Fault Lines

Whose fault was it? According to Bob, it was Mary’s fault. But if you ask Mary, she’ll tell you it was Bob’s fault. Joe – (Joe is a big picture kind of guy) – Joe saw the whole thing, and he doesn’t think it was Bob’s fault, or Mary’s fault, because really, the problem started with something nasty that Susie said last week, which was probably the result of the way her mom raised her, so really it was all Susie’s mom’s fault.

But why stop there? Shouldn’t a logical examination of “first blame” always bring us to the same conclusion?

“It’s the universe’s fault!!”

Yes it should, except I’ve got an even better idea.

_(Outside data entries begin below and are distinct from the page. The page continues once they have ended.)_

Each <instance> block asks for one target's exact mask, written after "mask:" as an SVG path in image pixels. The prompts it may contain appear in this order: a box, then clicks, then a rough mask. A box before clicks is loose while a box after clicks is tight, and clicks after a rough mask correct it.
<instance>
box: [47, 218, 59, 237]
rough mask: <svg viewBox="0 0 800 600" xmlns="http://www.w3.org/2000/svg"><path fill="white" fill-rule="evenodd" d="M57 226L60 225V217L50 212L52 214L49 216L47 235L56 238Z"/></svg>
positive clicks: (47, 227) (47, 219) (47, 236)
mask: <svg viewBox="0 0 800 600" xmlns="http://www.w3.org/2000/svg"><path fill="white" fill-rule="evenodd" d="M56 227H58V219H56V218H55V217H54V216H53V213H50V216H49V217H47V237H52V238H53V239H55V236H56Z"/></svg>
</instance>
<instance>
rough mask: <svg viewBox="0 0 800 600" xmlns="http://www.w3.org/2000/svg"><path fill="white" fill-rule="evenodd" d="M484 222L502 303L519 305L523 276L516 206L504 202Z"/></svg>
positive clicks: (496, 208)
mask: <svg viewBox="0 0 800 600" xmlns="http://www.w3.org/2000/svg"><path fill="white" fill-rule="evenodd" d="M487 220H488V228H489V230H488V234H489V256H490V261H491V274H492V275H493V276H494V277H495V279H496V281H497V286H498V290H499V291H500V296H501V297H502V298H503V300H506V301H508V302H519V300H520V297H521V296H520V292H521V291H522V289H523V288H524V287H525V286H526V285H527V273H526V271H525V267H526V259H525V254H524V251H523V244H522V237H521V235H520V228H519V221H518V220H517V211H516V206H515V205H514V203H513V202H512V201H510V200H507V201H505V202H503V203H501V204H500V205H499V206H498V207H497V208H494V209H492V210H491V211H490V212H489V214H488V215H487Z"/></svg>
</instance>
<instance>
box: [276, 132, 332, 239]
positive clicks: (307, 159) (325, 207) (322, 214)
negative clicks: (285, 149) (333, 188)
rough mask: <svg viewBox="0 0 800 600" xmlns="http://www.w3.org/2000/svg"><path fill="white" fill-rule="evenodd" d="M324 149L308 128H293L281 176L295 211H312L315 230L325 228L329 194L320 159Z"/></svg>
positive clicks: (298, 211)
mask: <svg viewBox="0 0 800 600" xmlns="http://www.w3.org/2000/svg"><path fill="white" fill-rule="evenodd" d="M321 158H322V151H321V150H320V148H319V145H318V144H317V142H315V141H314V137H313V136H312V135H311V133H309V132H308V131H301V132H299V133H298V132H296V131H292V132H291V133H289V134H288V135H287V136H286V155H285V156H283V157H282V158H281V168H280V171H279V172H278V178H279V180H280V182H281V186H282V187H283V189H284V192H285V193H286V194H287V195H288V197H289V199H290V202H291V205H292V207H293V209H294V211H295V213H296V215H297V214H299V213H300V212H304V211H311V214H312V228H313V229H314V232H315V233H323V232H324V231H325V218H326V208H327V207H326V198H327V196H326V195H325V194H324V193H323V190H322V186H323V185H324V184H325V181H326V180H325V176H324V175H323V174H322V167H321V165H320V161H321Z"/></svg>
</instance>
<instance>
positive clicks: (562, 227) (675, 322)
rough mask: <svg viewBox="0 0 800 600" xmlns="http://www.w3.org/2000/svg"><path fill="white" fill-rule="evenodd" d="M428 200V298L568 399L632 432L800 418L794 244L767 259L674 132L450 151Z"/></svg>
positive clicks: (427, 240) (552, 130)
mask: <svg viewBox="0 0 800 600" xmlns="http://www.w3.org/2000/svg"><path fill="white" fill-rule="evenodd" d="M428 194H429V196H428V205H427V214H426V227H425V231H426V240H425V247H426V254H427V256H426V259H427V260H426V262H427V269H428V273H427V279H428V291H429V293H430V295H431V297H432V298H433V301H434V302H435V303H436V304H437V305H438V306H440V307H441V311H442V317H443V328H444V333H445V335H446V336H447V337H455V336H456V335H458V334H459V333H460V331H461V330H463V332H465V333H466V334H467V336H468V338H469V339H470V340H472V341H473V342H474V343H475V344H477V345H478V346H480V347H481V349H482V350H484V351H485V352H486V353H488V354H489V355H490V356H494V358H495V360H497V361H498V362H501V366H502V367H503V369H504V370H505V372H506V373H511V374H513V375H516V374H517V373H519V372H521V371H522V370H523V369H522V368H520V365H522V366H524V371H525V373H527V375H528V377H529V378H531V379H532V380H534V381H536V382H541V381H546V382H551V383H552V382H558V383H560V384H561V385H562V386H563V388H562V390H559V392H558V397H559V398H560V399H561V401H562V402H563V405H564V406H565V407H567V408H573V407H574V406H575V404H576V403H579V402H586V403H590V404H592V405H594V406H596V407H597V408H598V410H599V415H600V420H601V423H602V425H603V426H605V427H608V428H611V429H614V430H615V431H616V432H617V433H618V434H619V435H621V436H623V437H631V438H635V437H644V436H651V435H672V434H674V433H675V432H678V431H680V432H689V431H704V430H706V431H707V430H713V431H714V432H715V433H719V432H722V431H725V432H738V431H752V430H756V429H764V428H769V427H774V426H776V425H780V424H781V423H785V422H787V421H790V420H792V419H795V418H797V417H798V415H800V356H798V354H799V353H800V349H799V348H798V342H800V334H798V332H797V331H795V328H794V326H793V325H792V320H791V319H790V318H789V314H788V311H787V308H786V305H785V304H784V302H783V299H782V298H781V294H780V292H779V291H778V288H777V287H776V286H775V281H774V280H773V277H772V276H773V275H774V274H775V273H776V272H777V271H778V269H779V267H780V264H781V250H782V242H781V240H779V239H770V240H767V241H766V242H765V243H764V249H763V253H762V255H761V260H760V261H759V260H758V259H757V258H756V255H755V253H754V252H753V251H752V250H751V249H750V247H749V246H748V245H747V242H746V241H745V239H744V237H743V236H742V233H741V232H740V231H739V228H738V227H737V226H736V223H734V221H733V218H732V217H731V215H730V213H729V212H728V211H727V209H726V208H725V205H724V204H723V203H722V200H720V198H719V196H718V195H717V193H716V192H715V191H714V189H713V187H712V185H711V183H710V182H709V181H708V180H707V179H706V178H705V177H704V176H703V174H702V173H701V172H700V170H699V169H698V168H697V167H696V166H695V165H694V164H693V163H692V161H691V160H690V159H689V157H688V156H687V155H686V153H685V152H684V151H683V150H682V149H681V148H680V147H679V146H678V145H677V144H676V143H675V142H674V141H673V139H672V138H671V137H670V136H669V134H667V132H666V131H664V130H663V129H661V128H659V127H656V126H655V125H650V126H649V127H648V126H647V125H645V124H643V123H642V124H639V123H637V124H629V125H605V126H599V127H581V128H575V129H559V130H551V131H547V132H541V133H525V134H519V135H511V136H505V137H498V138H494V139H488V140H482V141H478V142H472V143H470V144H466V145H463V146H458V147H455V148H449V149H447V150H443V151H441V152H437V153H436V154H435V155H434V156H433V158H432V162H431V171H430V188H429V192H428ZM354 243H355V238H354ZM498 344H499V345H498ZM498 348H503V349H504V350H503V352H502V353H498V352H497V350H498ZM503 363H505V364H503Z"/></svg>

When I was growing up, two of the first things they taught me about God was that He is everywhere and you can’t see him. When I was learning physics, two of the first things they taught me about atoms was that they are everywhere and you can’t see them. Atoms are therefore God.

Like God and atoms, the universe is also everywhere. The difference is that the universe is not invisible. For me, this makes it much harder to blame things on the universe, since I have to look at it while I do so. I like the idea of shouting “It’s your fault” at something I can’t see. It appeals to my cowardice. So the universe is out of the running. The choice is God or atoms.

That’s an easy choice for me. Lots of people blame God for things. I’ve never heard of anyone blaming atoms. So I’ll do that.

I’m now ready. Maybe later today something will happen that makes me want to shake my fist in rage, and there won’t be anyone or anything I can blame for whatever happened, but that won’t stop me…

It’s those goddamn atoms! They fucked me again!